27000 Dragons and 10'000 Lights: GPU-Driven Clustered Forward Renderer
16 comments
·May 20, 2025unclad5968
zokier
[delayed]
logdahl
Well, the core issue is still drawing. I took another look at some profiles again and seems like its not the renderer limiting this to 27k! I still had some stupid scene-graph traversal... But clustering and culling is 53us and 33us respectively, but the draw is 7ms. So a frame (on the GPU-side) is like 7ms, and some 100-200 us on the CPU side.
Should really dive deeper and update the measurements for final results...
gmueckl
This seems fairly well optimized. There's probably room to squeeze out some more perf, but not dramatic improvements. Maybe preventing overdraw of shaded pixels by doing a depth prepass would help.

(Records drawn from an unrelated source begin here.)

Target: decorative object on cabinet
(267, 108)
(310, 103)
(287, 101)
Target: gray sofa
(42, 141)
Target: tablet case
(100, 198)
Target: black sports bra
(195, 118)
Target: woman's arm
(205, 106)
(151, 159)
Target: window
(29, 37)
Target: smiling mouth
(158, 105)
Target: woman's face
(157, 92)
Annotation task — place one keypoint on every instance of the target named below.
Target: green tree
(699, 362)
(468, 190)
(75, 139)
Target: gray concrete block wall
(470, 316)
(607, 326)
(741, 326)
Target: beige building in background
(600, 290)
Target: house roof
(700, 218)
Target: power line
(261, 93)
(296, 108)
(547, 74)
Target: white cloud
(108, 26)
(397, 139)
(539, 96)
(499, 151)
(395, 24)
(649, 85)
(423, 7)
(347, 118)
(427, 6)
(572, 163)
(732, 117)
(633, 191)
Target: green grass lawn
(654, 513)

Without digging into the detailed breakdown, I would assume that the sheer amount of teeny tiny triangles is the main bottleneck in this benchmark scene. When triangles become smaller than about 4x4 pixels, GPU utilization for raterization starts to diminish. And with the scaled down dragons, there's a lot of then in the frame.
rezmason
Ten thousand lights! Your utility bill must be enormous
zeristor
Apostrophe as a number separator?
Where’s that from?
dahart
Switzerland and Italy for two. https://en.wikipedia.org/wiki/Decimal_separator#
Also note C++14 introduced the apostrophe in numeric literals! https://en.cppreference.com/w/cpp/language/integer_literal
qingcharles
I've started using the underscore in my code since that is becoming the (non-localized) standard and trendy:
https://en.wikipedia.org/wiki/Integer_literal#Digit_separato...
logdahl
Interesting that Sweden explicitly do NOT use it... Not sure where i picked it up! :-)
lacoolj
Learn somethin new every day.
And I would never have known this existed without hackernews
null
curtisszmania
[dead]
This is awesome! At the end you mention the 27k dragons and 10k lights just barely fits in 16ms. Do you see any paths to improve performance? I've seen some demos on with tens/hundreds of thousands of moving lights, but hard to tell if they're legit or highly constrained. I'm not a graphics programmer by trade.
I need a renderer for a personal project and after some research decided I'll implement a forward clustered renderer as well.